Com um número de membros que sempre foi uma variável, as Pussy Riot protagonizaram uma invasão de campo no França-Croácia, na final do Mundial, em Moscovo. A 17 de agosto são esperadas em Paredes de Coura. É contra Vladimir Putin que protestam mas um dos seus temas musicais tem o nome do slogan de campanha de Donald Trump: Make America Great Again.

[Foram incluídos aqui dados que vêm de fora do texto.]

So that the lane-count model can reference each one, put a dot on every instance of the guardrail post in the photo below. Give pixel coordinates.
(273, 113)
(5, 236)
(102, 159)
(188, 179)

Em Moscovo, qualquer russo sabe apontar a Catedral do Cristo Redentor, na margem norte do rio que dá nome à cidade. Foi ali que, a 3 de março de 2012, a banda de punk feminista, que protesta contra o regime de Vladimir Putin, deu um concerto improvisado e não autorizado. As Pussy Riot decidiram realizar o protesto na catedral depois de o patriarca ortodoxo russo, Kirill, ter pedido o voto para Putin em vésperas de presidenciais, facto que indignou não só o grupo mas toda a oposição russa.

Durante a atuação, conturbada, realizaram o que chamaram de oração punk em pleno altar. Nessa, pediram à Virgem Maria que livrasse a Rússia de Vladimir Putin. Tal não aconteceu. Ele foi, aliás, reeleito e continua no poder.

As ativistas acabaram presas e, mais tarde, foram duas delas condenadas por vandalismo motivado por ódio religioso. Maria Alyokhina e Nadezhda Tolokonnikova cumpriram 21 meses de prisão por isto. Isso não impediu, porém, que o vídeo do concerto, ainda hoje disponível no YouTube, tivesse milhares de visualizações. As imagens do grupo de mulheres reacionárias de collants e capuzes às cores correram um pouco por todo o mundo.